The consumer will be able to read the graphs one frame at a time, without having to know how many graphs there are in total.

RiverBench uses this pattern for distributing its triple streams (see example). Note that in RiverBench the stream may be equivalently considered "just a bunch of triples" – the serialization is the same, it only depends on the interpretation on the side of the consumer.

Flat RDF quad stream – "just a bunch of quads"

You want to stream a lot of quads – similar to the "just a bunch of triples" case above, but you also want to include the graph node. This is logically a flat RDF quad stream. It can be physically encoded as a QUADS stream, batching the quads into frames of an arbitrary size (let's say, 1000 quads each):

Example (click to expand)

Stream frame 1
- Stream options
- Quad 1
- Quad 2
- ...
- Quad 1000
Stream frame 2
- Quad 1001
- Quad 1002
- ...
- Quad 2000
...

The mechanism is exactly the same as with a flat RDF triple stream.

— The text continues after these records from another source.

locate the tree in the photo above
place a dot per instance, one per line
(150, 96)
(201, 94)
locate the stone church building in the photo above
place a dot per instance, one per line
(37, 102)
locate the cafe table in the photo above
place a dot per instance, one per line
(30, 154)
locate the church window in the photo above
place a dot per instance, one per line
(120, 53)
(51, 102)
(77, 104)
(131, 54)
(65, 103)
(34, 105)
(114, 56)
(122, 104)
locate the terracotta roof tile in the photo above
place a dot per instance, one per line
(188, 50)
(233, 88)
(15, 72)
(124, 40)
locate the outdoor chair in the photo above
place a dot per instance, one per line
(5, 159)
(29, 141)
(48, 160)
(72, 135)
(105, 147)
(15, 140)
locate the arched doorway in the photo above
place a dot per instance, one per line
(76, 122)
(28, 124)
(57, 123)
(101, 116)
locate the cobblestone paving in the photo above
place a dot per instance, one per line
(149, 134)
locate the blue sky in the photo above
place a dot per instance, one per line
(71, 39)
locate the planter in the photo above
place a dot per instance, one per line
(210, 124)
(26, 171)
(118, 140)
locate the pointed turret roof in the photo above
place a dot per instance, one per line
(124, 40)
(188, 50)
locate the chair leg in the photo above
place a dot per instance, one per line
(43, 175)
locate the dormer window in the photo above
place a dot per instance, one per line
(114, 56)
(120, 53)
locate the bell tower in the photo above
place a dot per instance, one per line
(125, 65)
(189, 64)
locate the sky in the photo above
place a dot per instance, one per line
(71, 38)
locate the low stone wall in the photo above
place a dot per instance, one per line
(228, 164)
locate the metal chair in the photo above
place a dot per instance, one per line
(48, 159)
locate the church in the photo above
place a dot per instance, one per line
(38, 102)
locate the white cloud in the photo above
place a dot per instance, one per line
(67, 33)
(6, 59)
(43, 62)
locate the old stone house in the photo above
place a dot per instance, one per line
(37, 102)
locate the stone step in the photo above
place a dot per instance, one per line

Flat RDF quad stream (as `GRAPHS`)

This a slightly different take on the problem of "just a bunch of quads" – you also want to transmit what is essentially a single RDF dataset, but instead of sending individual quads, you want to send it graph-by-graph. This makes most sense if your data changes on a per-graph basis, or you are streaming a static RDF dataset.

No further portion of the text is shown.